# Natural Language Processing with spacy

This notebook will walk through basic spaCy operations for NLP, including tokenization, POS tagging, Named Entity Recognition, dependency parsing, and more.

## Libraries and settings

In [None]:
# Libraries
import os
import spacy
import pandas as pd
from spacy import displacy
from spacy.language import Language

# Download spaCy's pre-trained language model
def install_spacy_model(model_name):
    try:
        spacy.load(model_name)
        print(f"Model '{model_name}' is already installed.")
    except OSError:
        print(f"Model '{model_name}' not found. Installing...")
        os.system(f"python -m spacy download {model_name}")

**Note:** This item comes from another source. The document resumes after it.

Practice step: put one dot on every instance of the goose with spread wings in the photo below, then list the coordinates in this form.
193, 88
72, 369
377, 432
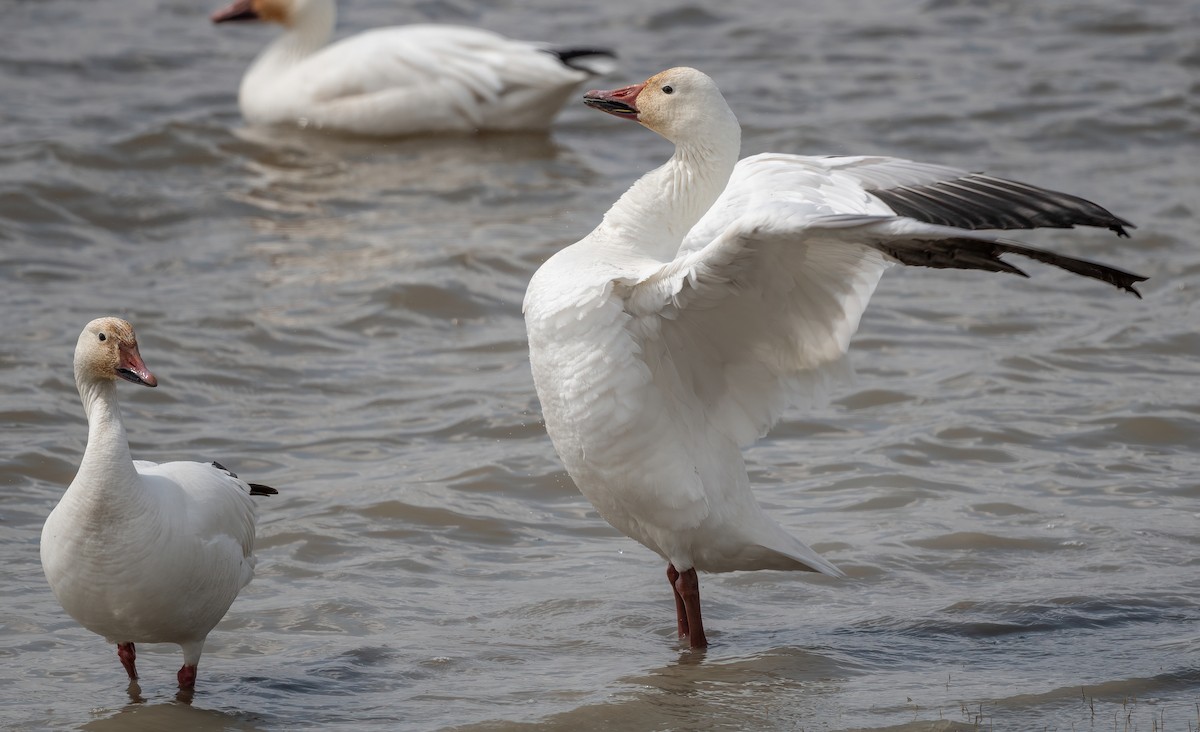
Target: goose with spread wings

# Check and install spaCy's pre-trained language model if not available
install_spacy_model("en_core_web_sm")

# Ignore warnings
import warnings
warnings.filterwarnings("ignore")

# Get current working directory
print(os.getcwd())

## Loading the spaCy Model
We'll load the English language model using the `spacy.load()` function.

In [2]:
# Load the English language model
nlp = spacy.load("en_core_web_sm")

## Basic Text Processing
Let's process some text and extract individual tokens.

In [None]:
import pandas as pd
import spacy

# Load a spaCy model
nlp = spacy.load("en_core_web_sm")

# Sample Data with apartment description
data = {
    'description': [
        "Luxurious 3-bedroom apartment with mountain view and high-end finishes in the city of Zürich, Switzerland."
    ]
}
df = pd.DataFrame(data)

# Process each description in the DataFrame
for description in df['description']:
    doc = nlp(description)
    print(f"Processing description: {description}")
    # Display tokens
    for token in doc:
        print(token.text)
    print("\n")

## Part-of-Speech (POS) Tagging
Now, we can look at the POS tags for each word.

In [None]:
# Display tokens with their POS tags
for token in doc:
    print(f'{token.text:10} {token.pos_}')

## Named Entity Recognition (NER)
Next, we will use spaCy to identify entities in a text, such as names, dates, organizations, etc.

In [None]:
# Named entity recognition
for ent in doc.ents:
    print(f'{ent.text} {ent.label_}')

## Dependency Parsing
We'll also explore dependency parsing, which analyzes the grammatical relationships between words.

In [None]:
# Display the syntactic dependency structure
for token in doc:
    print(f'{token.text:10} {token.dep_:10} {token.head.text:10}')

## Visualization of entities and dependencies
We can use spaCy's `displacy` visualizer to display the entities and dependencies in a visually intuitive format.

In [None]:
# Visualize named entities
displacy.render(doc, style="ent")

# Visualize dependency parsing
displacy.render(doc, style="dep", jupyter=True)

### Jupyter notebook --footer info-- (please always provide this at the end of each notebook)

In [None]:
import os
import platform
import socket
from platform import python_version
from datetime import datetime

print('-----------------------------------')
print(os.name.upper())
print(platform.system(), '|', platform.release())
print('Datetime:', datetime.now().strftime("%Y-%m-%d %H:%M:%S"))
print('Python Version:', python_version())
print('-----------------------------------')